Newer versions such as Opera 10.51 have fixed these issues, but it will be interesting to see how other browsers deal with this in the future.
Summary
We have seen a lot of ways to obfuscate markup for several reasons—be it the execution of JavaScript, the obfuscation of a URL, or even a DoS attack against the client rendering the markup.

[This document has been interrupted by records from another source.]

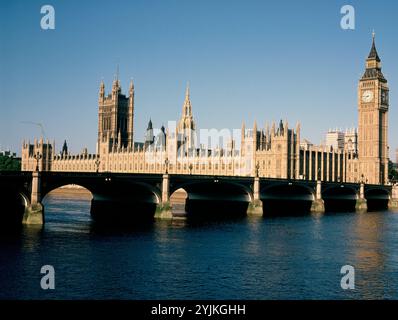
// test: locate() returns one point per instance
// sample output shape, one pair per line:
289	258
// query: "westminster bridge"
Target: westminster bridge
123	196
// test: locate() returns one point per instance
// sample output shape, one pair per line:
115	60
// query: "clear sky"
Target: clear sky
245	60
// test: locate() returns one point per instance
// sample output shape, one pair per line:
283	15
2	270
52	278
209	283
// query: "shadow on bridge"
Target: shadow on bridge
377	199
210	199
115	200
340	198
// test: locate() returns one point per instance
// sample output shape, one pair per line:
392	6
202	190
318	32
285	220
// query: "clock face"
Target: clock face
367	96
384	97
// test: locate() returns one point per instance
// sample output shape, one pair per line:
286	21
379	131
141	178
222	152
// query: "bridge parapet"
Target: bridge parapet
393	203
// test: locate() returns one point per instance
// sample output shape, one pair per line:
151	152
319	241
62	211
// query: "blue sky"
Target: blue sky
245	60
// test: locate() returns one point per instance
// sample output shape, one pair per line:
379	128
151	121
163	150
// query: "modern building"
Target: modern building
335	139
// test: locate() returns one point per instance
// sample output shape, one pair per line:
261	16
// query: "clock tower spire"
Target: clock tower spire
373	121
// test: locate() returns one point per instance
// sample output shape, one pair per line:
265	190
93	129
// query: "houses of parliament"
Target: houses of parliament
276	151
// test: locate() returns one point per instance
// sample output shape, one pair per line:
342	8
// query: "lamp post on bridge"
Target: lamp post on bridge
97	163
257	169
166	164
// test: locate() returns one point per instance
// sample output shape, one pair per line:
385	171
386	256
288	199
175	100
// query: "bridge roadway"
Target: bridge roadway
122	197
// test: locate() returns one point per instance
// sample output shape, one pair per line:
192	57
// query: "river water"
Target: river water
283	257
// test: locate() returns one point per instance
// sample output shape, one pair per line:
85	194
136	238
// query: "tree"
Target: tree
9	164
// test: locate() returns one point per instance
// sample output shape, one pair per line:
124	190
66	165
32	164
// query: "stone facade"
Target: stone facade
274	152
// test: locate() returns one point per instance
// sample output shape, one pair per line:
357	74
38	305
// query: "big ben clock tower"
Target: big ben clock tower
373	121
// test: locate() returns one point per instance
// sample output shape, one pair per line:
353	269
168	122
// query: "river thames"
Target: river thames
279	257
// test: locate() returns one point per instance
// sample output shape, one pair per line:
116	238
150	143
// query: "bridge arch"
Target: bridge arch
215	197
286	198
377	198
113	200
340	198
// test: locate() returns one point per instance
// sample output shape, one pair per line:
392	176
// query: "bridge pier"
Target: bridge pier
255	207
318	205
361	205
34	213
393	202
163	209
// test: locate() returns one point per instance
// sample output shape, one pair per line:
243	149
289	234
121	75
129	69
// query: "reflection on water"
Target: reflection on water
283	257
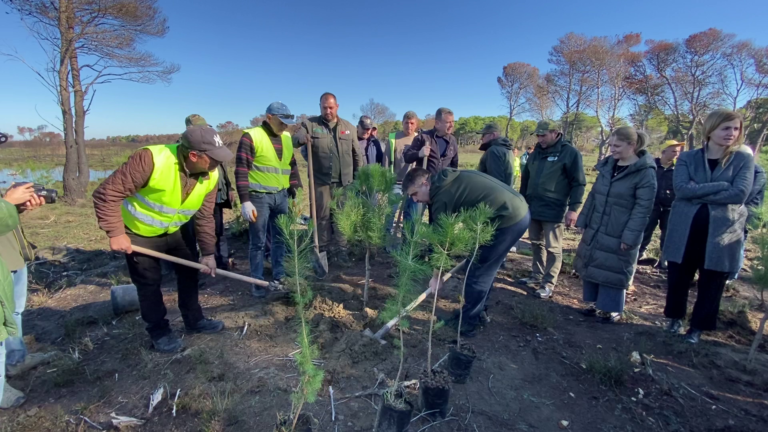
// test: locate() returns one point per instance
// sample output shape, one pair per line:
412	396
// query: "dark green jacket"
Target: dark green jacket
553	181
452	190
616	212
497	160
325	149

Markup and HTML are insanely difficult to parse and secure, and the user agents don't really make this task easier by allowing crazy combinations of characters, attributes, and tags to execute JavaScript. The changes HTML5 is shipping with will drastically increase the attack surface, and we have not even talked about XML and JavaScript execution; this would fill another chapter. Do not forget that HTML will usually be part of an attack against Web applications; although it is called a “markup language,” it is very powerful and should be treated with respect.
In Chapter 3, we will talk exclusively about obfuscation in JavaScript and unveil a lot of tricks for bypassing WAFs and other protective mechanisms.